Remember, there are no one-size-fits-all solutions. The standards reflect the desired outcomes for programs of all shapes and sizes, MacArthur says. For the most part, they are very gray and allow organizations to decide what works best.
• Define and evaluate. How have you defined:
How do you evaluate those factors?
- Can you measure this?
- Can you see performance?
- Can you see improvement?
- How will you know when you get there?
• Make frequent use of the required processes. You are required to have a safety committee and should take advantage of this group. Use it to communicate with your organizational leadership.
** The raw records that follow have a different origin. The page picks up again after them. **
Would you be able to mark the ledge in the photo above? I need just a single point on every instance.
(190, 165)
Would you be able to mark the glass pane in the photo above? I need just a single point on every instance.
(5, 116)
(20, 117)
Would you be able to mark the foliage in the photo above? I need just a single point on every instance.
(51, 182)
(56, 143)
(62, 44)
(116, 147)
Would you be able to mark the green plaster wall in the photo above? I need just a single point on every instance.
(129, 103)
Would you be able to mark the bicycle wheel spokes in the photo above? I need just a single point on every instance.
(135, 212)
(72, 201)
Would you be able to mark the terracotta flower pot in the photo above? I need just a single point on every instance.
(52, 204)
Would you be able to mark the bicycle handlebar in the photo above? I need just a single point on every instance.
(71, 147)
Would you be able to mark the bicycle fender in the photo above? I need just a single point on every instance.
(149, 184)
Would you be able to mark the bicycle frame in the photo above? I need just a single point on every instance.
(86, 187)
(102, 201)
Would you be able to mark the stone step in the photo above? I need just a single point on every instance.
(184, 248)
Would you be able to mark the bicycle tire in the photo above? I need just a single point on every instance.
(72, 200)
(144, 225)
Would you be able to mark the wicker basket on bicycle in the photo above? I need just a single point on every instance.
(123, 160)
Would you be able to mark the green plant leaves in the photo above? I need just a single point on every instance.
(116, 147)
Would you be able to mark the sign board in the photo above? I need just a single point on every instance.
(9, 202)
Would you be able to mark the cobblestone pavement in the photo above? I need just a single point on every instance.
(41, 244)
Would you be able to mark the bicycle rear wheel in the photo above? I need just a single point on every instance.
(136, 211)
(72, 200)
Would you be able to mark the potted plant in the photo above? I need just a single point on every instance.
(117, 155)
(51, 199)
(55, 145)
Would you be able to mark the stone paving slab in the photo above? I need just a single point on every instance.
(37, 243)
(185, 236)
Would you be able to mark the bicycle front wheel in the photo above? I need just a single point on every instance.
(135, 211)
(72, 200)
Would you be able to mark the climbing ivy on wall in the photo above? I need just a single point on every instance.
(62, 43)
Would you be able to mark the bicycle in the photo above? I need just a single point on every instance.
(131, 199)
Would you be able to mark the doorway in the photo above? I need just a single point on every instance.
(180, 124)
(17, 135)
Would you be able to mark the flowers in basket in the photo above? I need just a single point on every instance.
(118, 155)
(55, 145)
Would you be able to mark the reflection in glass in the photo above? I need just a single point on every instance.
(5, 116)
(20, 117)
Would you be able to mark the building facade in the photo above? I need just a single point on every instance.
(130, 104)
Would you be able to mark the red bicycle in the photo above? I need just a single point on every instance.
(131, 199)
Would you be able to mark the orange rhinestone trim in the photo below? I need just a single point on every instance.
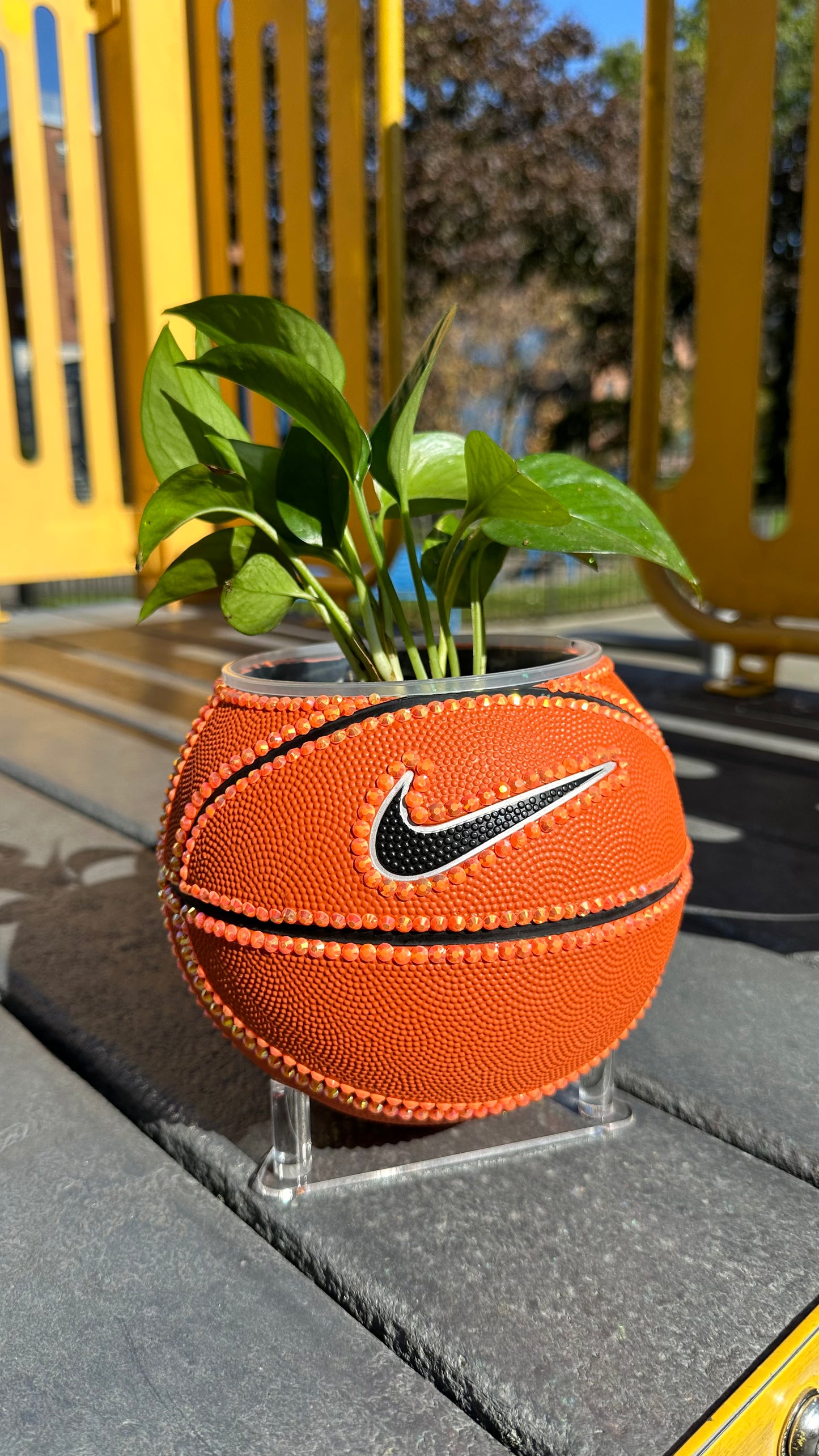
(374, 1104)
Leadership has the obligation to support safety programs, MacArthur says.
Use the annual evaluations of your EC program to record some of the compliance challenges that you’re managing. This process allows you to determine what was improved and why, as well as what didn’t improve and why, MacArthur says.
Perfection is not a standards-based requirement; no hospital environment is perfect. Instead, your programs must be reality-based and recognize your vulnerabilities.
“We do data-driven surveillance activities all the time,” MacArthur says. “It’s about minimizing the effects of those imperfections.”
The data should count toward compliance, not deficiencies, he says. For instance, for every item improperly stored under a sink, others are managed appropriately. In order to be in compliance with many of these standards, organizations need to demonstrate compliance more than 90% of the time, he says.
For example, for the one compressed gas cylinder left standing in the corner of a patient’s room, there are that many more that are appropriately secured, says MacArthur. That number may put you in the 99% range.
“That’s the best way to manage compliance,” he says. You can always find deficiencies, but you want them to occur so infrequently that they’re not putting people at risk.
Recognize that deficiencies happen. Surveyors will always find a wooden door wedge somewhere in a facility, MacArthur says. Perfection is an ever-receding destination, but organizations can stay within the 10% range of compliance.